Pues sí, la economía sigue bien, pero ahora con toda evidencia sin crecer, o apenas haciéndolo, a un díscolo 0.1 por ciento. Los datos económicos no generan señales de aliento; de esas que inspiran algo de confianza y llevan a los inversionistas o capitanes de empresa, como solíamos llamarlos, a invertir en nuevas o conocidas actividades.
No podemos negarlo: el contexto es incierto, marcado por riesgos globales que dependen en buena medida de la espada arancelaria o la intemperancia imperial de Trump, pero también están con nosotros los viejos y arcanos desarreglos y déficits, que hacen vulnerable al conjunto económico y financiero doméstico, a lo que hay que agregar las cuotas extremas de violencia. Se trata de un síndrome que auspicia y se alimenta de brotes intensos y extensos de brutalidad criminal que atiza nuestros temores originales.
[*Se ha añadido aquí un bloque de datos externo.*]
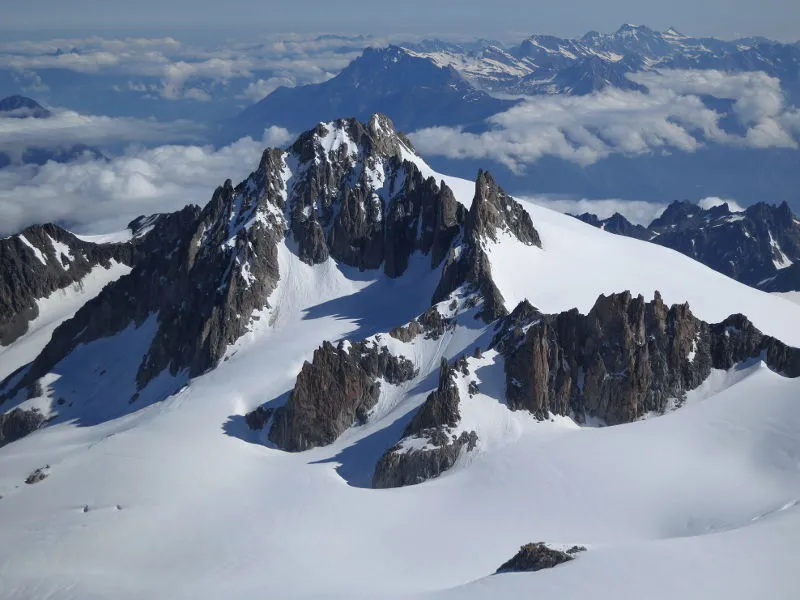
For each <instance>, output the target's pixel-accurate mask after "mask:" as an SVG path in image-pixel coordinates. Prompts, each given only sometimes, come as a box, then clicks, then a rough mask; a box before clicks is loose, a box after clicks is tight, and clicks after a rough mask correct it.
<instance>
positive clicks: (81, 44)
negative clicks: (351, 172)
mask: <svg viewBox="0 0 800 600" xmlns="http://www.w3.org/2000/svg"><path fill="white" fill-rule="evenodd" d="M385 43H386V40H385V39H378V38H373V37H365V36H333V35H319V34H291V33H290V34H280V35H278V34H273V35H267V36H264V37H263V38H262V39H261V40H259V41H258V42H255V43H252V42H239V41H236V42H228V43H225V44H222V45H219V46H216V47H211V48H205V47H198V46H195V45H191V44H186V43H183V42H181V41H178V40H176V39H174V38H171V37H166V38H152V39H151V38H127V39H108V38H100V37H89V38H59V39H52V40H46V41H21V42H15V43H5V44H3V43H0V69H9V70H11V71H12V72H14V73H16V74H17V75H18V76H19V77H20V81H21V84H22V85H23V86H24V88H25V89H24V91H27V92H30V93H34V92H37V91H38V92H42V91H45V90H46V84H45V83H43V81H42V78H41V76H40V75H39V72H41V71H44V70H46V69H59V70H66V71H73V72H76V73H82V74H89V75H94V76H102V75H114V76H116V75H123V76H128V77H129V78H130V80H129V82H128V85H127V86H119V85H117V84H115V85H117V88H118V89H120V90H122V89H123V88H127V89H128V90H131V91H141V92H142V93H143V95H144V96H145V97H148V98H160V99H165V100H187V99H188V100H198V101H209V100H211V99H212V95H211V94H210V91H209V89H208V88H209V87H211V86H213V85H219V86H223V87H225V86H227V85H229V84H230V82H232V81H233V80H237V79H240V80H242V81H244V82H245V83H244V84H243V85H242V87H245V86H247V90H246V91H245V92H244V93H242V94H240V95H239V98H240V99H244V100H249V101H257V100H260V99H261V98H263V95H261V96H260V95H259V94H261V93H264V92H266V93H269V92H270V91H272V90H273V89H274V88H275V87H277V86H278V85H289V86H294V85H301V84H306V83H318V82H321V81H325V80H326V79H329V78H331V77H333V76H334V75H335V74H336V73H338V72H339V71H340V70H341V69H342V68H344V67H345V66H346V65H347V64H348V63H349V62H350V61H351V60H353V59H354V58H355V57H356V56H358V55H359V54H360V53H361V52H362V51H363V49H364V48H365V47H367V46H374V45H384V44H385ZM266 93H265V94H264V95H266Z"/></svg>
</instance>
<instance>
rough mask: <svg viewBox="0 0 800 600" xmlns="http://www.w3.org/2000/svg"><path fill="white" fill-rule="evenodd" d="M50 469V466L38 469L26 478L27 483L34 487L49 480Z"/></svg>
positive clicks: (28, 475)
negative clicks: (41, 482) (33, 485)
mask: <svg viewBox="0 0 800 600" xmlns="http://www.w3.org/2000/svg"><path fill="white" fill-rule="evenodd" d="M49 468H50V465H46V466H44V467H39V468H38V469H36V470H34V471H33V472H31V473H30V474H29V475H28V476H27V477H26V478H25V483H26V484H28V485H33V484H34V483H39V482H40V481H44V480H45V479H47V477H48V475H49V473H48V472H47V471H48V469H49Z"/></svg>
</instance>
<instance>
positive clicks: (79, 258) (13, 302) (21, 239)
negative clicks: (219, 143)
mask: <svg viewBox="0 0 800 600" xmlns="http://www.w3.org/2000/svg"><path fill="white" fill-rule="evenodd" d="M199 210H200V209H199V208H197V207H194V206H190V207H187V208H186V209H183V210H182V211H178V212H176V213H167V214H159V215H152V216H150V217H140V218H139V219H136V220H134V221H132V222H131V224H129V226H128V228H129V229H130V230H131V232H132V233H133V237H132V239H131V240H130V241H127V242H119V243H107V244H96V243H93V242H88V241H85V240H82V239H80V238H78V237H77V236H75V235H73V234H72V233H70V232H69V231H67V230H65V229H63V228H62V227H59V226H58V225H54V224H52V223H48V224H45V225H33V226H31V227H28V228H26V229H24V230H23V231H21V232H20V233H18V234H16V235H13V236H11V237H8V238H5V239H0V273H2V274H3V277H2V281H1V282H0V345H8V344H10V343H12V342H13V341H14V340H15V339H17V338H18V337H19V336H21V335H24V334H25V332H26V331H27V330H28V323H30V321H32V320H33V319H35V318H36V317H37V316H38V314H39V309H38V306H37V304H36V301H37V300H39V299H42V298H45V297H47V296H49V295H50V294H52V293H53V292H55V291H56V290H61V289H64V288H67V287H69V286H71V285H80V284H81V282H82V280H83V278H84V277H85V276H86V275H87V274H88V273H89V272H90V271H91V270H92V269H94V268H96V267H103V268H106V269H107V268H109V267H110V266H111V261H116V262H118V263H121V264H124V265H128V266H130V267H133V266H135V265H136V264H138V263H139V262H142V261H145V260H148V259H151V258H152V257H153V255H155V254H159V252H160V251H161V250H163V251H164V252H168V251H169V250H171V249H172V245H173V244H175V243H176V242H177V239H178V237H179V235H180V231H181V229H182V228H183V227H185V225H186V223H187V222H188V221H189V220H191V219H192V218H193V217H195V216H196V215H197V213H199Z"/></svg>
No se trata de montarnos una especie de lúgubre hit parade y armar subastas de las recientes proyecciones sobre el no crecimiento. Provienen del Inegi y del Banco de México y es de sus estimaciones y cálculos que se alimentan los consensos de los analistas del sector privado y el propio espectro empresarial, que no acierta a encontrar un discurso a sus angustias. Lo que no debería ser objeto de peloteo es el hecho, duro, pero ya una realidad vuelta tendencia, de que por más de 30 años la economía ha tenido un crecimiento social insatisfactorio que se expresa en los vastos panoramas de la ocupación informal y la persistencia de grandes contingentes de mexicanos sufriendo diferentes pobrezas.
Llevamos prácticamente un cuarto de siglo sin crecer el mínimo necesario para que la economía atienda carencias y necesidades de todo tipo; con retrasos y casi siempre insuficientes inversiones donde más se les requiere, así como con envejecimientos, esos sí sostenidos, de la planta productiva, con visibles deterioros de la tasa potencial de crecimiento. Así nos lo enseñan los expertos.
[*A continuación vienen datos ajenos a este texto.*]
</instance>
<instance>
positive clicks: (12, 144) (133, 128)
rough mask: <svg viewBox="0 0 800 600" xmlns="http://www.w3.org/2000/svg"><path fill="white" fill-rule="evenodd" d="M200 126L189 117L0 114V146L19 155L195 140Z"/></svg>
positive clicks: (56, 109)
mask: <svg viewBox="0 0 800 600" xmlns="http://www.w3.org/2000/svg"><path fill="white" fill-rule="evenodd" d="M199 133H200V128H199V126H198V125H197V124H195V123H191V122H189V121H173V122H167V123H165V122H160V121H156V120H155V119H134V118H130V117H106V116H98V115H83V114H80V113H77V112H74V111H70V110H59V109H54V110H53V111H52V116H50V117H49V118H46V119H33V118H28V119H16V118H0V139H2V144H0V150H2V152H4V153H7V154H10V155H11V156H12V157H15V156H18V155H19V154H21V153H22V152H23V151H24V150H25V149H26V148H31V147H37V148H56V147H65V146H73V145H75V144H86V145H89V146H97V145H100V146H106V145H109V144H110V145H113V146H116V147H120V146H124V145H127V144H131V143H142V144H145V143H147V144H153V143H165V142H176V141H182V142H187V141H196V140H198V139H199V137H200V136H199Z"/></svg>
Dentro del espíritu público, que a pesar de todo nos inspira y hasta orienta, sigue fuera del radar la necesidad de crecer. Y sin ese aliento no puede imaginarse siquiera un retorno a la ruta del crecimiento. Menos podemos hablar con certeza de que el país está abriendo un nuevo rumbo de nuestro desarrollo. Recuperar un crecimiento sostenible y dinámico requiere, al decir del gran Jaime Ros, “el cumplimiento de dos condiciones. Primero, la recuperación de las políticas macroeconómicas (…) a través especialmente de la inversión pública en infraestructura y (…) segundo, la orientación de la política económica hacia el combate simultáneo del estancamiento y la desigualdad por medio de la prioridad a las inversiones en infraestructura en las regiones más rezagadas del país, (y) la realización de una reforma fiscal redistributiva que relaje las actuales restricciones fiscales y promueva el bienestar” (La economía mexicana desde la crisis de 2008-2009 y las lecciones de 2015).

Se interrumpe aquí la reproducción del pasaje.